Another November, another transit. The Mercury transit was, of course, observed in Socorro on November 11th. A hearty group of folks gathered at Etscorn Observatory at and after sun up. It was pretty cloudy in the east for the beginning, so no one was in as big of a hurry to get things going as we thought we would be. I kinda didn't want to miss this transit since it was probably going to be the last one I'll ever see. I've see quite a few of them over the years. I remember tracing a drawing of the Sun and the paths of the Mercury and Venus transits for the next 50 years or so from a library book...when I was in grade school! This was the last transit on that list. I think I still have that piece of paper somewhere.

We had (from left to right) a 150mm Esprit, 8" Dob, 80mm refractor with a Quark, Astroscan 2000, Lunt 60 Hα and C6 dual mounted, and a Coronado PST. About 20 people or so came by during the morning. We had quite a nice crowd by the end of the transit.

I'd never looked through a Quark before. It was pretty good. The 80mm helped over my 60mm Lunt. The view through the Quark was noticeably brighter, but maybe not as contrasty. Hmmm.

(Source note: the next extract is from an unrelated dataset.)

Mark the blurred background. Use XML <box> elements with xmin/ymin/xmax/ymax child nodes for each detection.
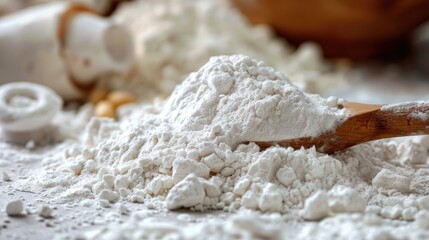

The clouds never did go completely away. There was maybe about 40 minutes total of clearness right where the Sun was. The rest of the time the clouds made it hazy, but they were still thin enough to look through. Above was the best picture I got with my Canon T6i at prime focus on my C6. Mercury was getting ready to slip off the edge. I used a Celestron solar filter which gave it that sun-like-ish color. In the Hα scope there were NO spots, and just a few small prominences. None of them were near Mercury or I would have shifted the camera over to the Lunt. The small dips and peaks around the edge of the disk are from our atmosphere. The Sun's surface should stay nice and smooth for at least a few million more years.